EVERYONE loves a good dessert. Have you ever wondered which sweet treat is the best in the world? We may not have a definitive answer for you, but here are some of the world’s most renowned and popular desserts:
Potugal – Pasteis de nata (Portuguese custard tart)
Pasteis de nata is a traditional Portuguese custard tart with a delightfully crispy and flaky pastry shell packed to the top with a sweet, creamy custard middle. It’s difficult to stop at just one of these, which are best served warm with a little sprinkle of cinnamon. These delectable bites were invented almost 300 years ago in Belem by the residents of the Jeronimos Monastery. After the monastery shut, the original recipe was sold to a small cafe across the corner, Pasteis de Belem, which still retains it a well guarded secret. Nearly every bakery in Lisbon has attempted to replicate it, but each recipe has its own uniqueness and twists. Thanks to all of the recipes available on the internet and in recipe books, you can now make your own tasty version at home.
Italy – Tiramisu
Tiramisu, I’m sure you’ve heard of it. It’s a traditional Italian delicacy consisting of coffee-soaked sponge fingers stacked between a coffee-flavoured mascarpone cheese mixed with eggs and sugar and topped with cocoa. Tiramisu, which means “pick me up” in Italian, is the best way to end an Italian meal and can be found on most menus around the country. Tiramisu is still a newer dessert, with most records claiming it was originated in the 1960s in the Veneto region of Italy. Despite its infancy, tiramisu has quickly become one of the world’s most favourite desserts, and mine as well!
India – Gulab Jamun
Gulab jamun is without a doubt one of the best desserts in the world. Consider a deep-fried bite-sized ball of milk coated in a sweet syrup. Gulab jamun is made by combining dry milk powder, flour, and ghee with flavours before forming into a ball and deep frying. It is then soaked in an infused sugar syrup for hours before being served.It’s one of the best sweets from around the world, commonly offered in Southern Asia to celebrate festivals and gatherings or to welcome guests. If you visit India, Bangladesh, Pakistan, Nepal, or Sri Lanka, there’s a good chance you’ll be greeted with gulab jamun.
Spain – Churros
Churros are deep-fried dough sticks that originated from Spain, and are now extremely famous in Latin America, particularly in Mexico, Colombia, and Guatemala. Within each of these countries, you’re likely to encounter them served by street sellers or in cafes. Churros are prepared with choux-like dough that is piped through a star-shaped nozzle into boiling oil and fried till golden brown before being topped with sugar. They are generally served at breakfast, dipped or drizzled with hot chocolate or dulce de leche, but they can also be seen on select cafe dessert lists.
Japan – Matcha
Matcha is a fine, earthy powder created from green tea leaves. While this may not sound like a typical flavouring for sweet baked goods, it adds a subtle flavour that is great in a variety of sweets, from green tea ice cream to matcha cakes and cookies. Anyone visiting Japan around the holidays will see matcha-flavored goodies in cafes, restaurants, and street food vendors – it’s almost famous as chocolate!
Caribean – Rum Cake
Rum cake is among the best traditional cakes from throughout the world. Rum cake is a sponge prepared in a savarin mould, making it a slightly doughnut-like shape, and then soaked in rum. There are numerous topping options, such as icing or dried fruit and nuts. It is typically served during the holiday season, but many gift shops and supermarkets sell it by the bag load to tourists! When trying rum cake in the Caribbean, always sure to check the alcohol content. Some claim to have become drunk by it!

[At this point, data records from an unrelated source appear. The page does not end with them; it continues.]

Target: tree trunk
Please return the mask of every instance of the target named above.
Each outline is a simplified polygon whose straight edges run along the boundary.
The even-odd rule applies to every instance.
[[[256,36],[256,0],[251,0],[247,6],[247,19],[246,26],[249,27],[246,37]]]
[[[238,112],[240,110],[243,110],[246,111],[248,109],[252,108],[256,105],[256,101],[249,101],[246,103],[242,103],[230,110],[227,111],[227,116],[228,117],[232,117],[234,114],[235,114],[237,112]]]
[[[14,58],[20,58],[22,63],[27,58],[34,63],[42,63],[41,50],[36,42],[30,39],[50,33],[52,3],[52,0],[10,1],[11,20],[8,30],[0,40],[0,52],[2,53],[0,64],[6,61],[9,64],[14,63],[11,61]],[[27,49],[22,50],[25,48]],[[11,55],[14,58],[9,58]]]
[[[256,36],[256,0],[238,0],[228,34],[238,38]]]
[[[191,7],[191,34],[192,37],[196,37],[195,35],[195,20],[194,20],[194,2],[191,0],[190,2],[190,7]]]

Malva Pudding – South Africa
Malva pudding is a gooey sponge dessert cooked with apricot jam that is eaten warm with a creamy sauce or custard. It’s frequently served in restaurants, so if you’re visiting South Africa, look for it on the menu board. Malva’s name may originate from the Afrikaans word for marshmallow, owing to its marshmallow-like texture. The origins of this delectable treat from around the world are unknown, but it is thought to have originated from a Cape Dutch dish.